Weber went on to serve as assistant principal in the New York Philharmonic under former teacher Simeon Bellison. He held this position from 1943–1944 and took part in Leonard Bernstein's debut on November 14, 1943. He was principal clarinetist in the CBS Symphony Orchestra from 1946–1952, and then assumed the same position in the Symphony of the Air (the successor to the NBC Symphony) under Leopold Stokowski from 1954–1957. After serving as the assistant principal for several years, in 1964, he became principal clarinetist in the New York City Ballet Orchestra, a position he held until his retirement from performing in 1986. While he was a member of the orchestra, legendary choreographer Jerome Robbins created a ballet to Igor Stravinsky's Three Pieces for Solo Clarinet, featuring only Weber's playing.

Weber has been featured on many recordings. He can be heard performing the e-flat clarinet solos in Toscanini's recordings of the Daphnis and Chloe Suite No. 2 and Richard Strauss' Till Eulenspiegel's Merry Pranks. He played first clarinet in Stokowski's Symphony of the Air recordings.

In a 78 RPM set released by Musicraft Records in early 1939, Weber and pianist Ray Lev collaborated in the first recording of the Johannes Brahms Sonata in F minor, op. 120 no. 1, in its original instrumentation for clarinet and piano. In 2002, Clarinet Classics released a CD entitled "A Portrait of David Weber: A Grand Master of the Clarinet," featuring recordings of David Weber from 1946 through 1978.

=== Teaching ===
Weber, who long had an interest in teaching clarinet, devoted himself to teaching at Columbia University and the Juilliard School of Music after leaving the New York City Ballet Orchestra in 1986. Many of his students became prominent clarinetists themselves and teachers in the United States and other countries. Former students currently occupy chairs in the Cleveland Orchestra, Dallas Symphony, Rochester Philharmonic, Annapolis Symphony, and Milwaukee Symphony and include noted soloist Jon Manasse and jazz clarinetist Kenny Davern, who initially studied saxophone in the same building that Weber taught in, only to become mesmerized by the sound of the clarinet playing coming from Weber's studio. The jazz clarinetist Benny Goodman also studied under Weber, who claimed Goodman never paid him and took his best reeds.

Weber continued teaching privately until June 2005, at which point he was a robust 92 years old.

== Legacy ==
Weber was perhaps best known for the quality of his tone.

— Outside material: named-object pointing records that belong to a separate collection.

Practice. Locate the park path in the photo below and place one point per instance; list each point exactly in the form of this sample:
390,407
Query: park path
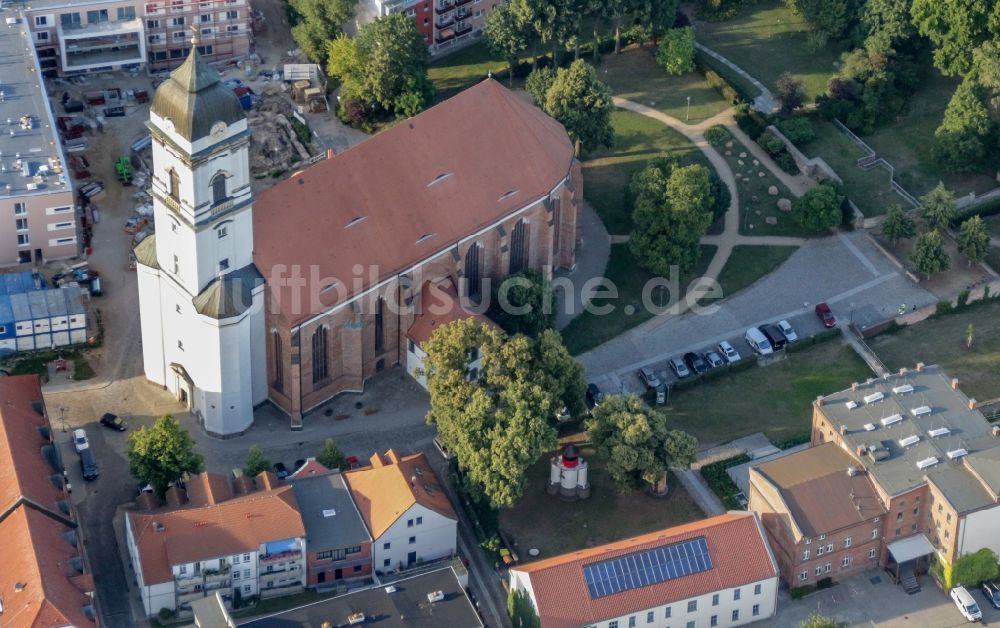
730,236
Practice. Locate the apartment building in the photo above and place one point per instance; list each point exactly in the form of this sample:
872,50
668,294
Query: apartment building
36,198
821,512
445,24
931,457
80,36
714,572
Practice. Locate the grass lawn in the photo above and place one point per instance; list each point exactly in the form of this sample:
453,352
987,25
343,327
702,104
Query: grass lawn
452,73
634,74
907,143
749,263
776,399
545,522
607,173
766,39
941,340
871,189
589,330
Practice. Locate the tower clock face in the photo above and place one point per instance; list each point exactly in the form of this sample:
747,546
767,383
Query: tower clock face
218,129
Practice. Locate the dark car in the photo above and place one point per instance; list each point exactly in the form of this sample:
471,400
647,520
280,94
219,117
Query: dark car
825,315
87,464
695,362
113,421
594,396
992,592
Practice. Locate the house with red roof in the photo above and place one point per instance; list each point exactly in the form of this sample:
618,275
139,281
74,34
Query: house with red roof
714,572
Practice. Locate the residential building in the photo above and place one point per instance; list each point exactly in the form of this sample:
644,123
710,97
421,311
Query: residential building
81,36
44,580
445,24
38,210
339,548
309,290
407,512
239,546
434,599
931,456
821,512
715,572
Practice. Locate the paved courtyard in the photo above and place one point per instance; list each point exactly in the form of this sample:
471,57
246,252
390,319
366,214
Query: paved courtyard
844,270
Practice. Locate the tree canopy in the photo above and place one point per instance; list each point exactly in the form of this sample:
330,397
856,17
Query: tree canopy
500,420
582,104
162,454
635,443
384,67
672,211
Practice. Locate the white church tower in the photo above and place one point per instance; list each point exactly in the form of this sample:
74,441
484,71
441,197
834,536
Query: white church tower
200,295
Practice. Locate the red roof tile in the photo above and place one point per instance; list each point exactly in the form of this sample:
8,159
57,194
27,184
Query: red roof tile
736,543
445,173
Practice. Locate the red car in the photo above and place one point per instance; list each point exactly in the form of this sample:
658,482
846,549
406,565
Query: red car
825,315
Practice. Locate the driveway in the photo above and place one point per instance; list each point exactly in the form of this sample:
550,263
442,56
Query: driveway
861,602
844,270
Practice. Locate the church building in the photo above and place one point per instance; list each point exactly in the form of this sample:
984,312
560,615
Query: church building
311,288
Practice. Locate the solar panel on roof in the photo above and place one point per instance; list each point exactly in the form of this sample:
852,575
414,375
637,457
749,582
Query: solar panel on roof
650,567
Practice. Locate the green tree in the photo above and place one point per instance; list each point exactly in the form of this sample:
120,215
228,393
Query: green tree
331,457
385,66
672,211
498,421
937,208
582,104
676,51
635,443
162,454
524,303
973,239
971,569
967,134
898,225
520,610
506,36
819,208
538,83
790,93
820,621
929,255
317,22
256,462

According to The New York Times, "His sound was full, rich, resonant and pure." Current American Ballet Theatre principal and acclaimed recording artist Jon Manasse described his teacher's sound as having "a unique bell-like quality". Stokowski described Weber's sound as being "like a dove cooing."

Weber used a double-lip embouchure and though many of his students did not, he implored his students to strive for a "rich, liquid, legatissimo sound" that one could "reach out and touch."

==Death==
He died in New York City.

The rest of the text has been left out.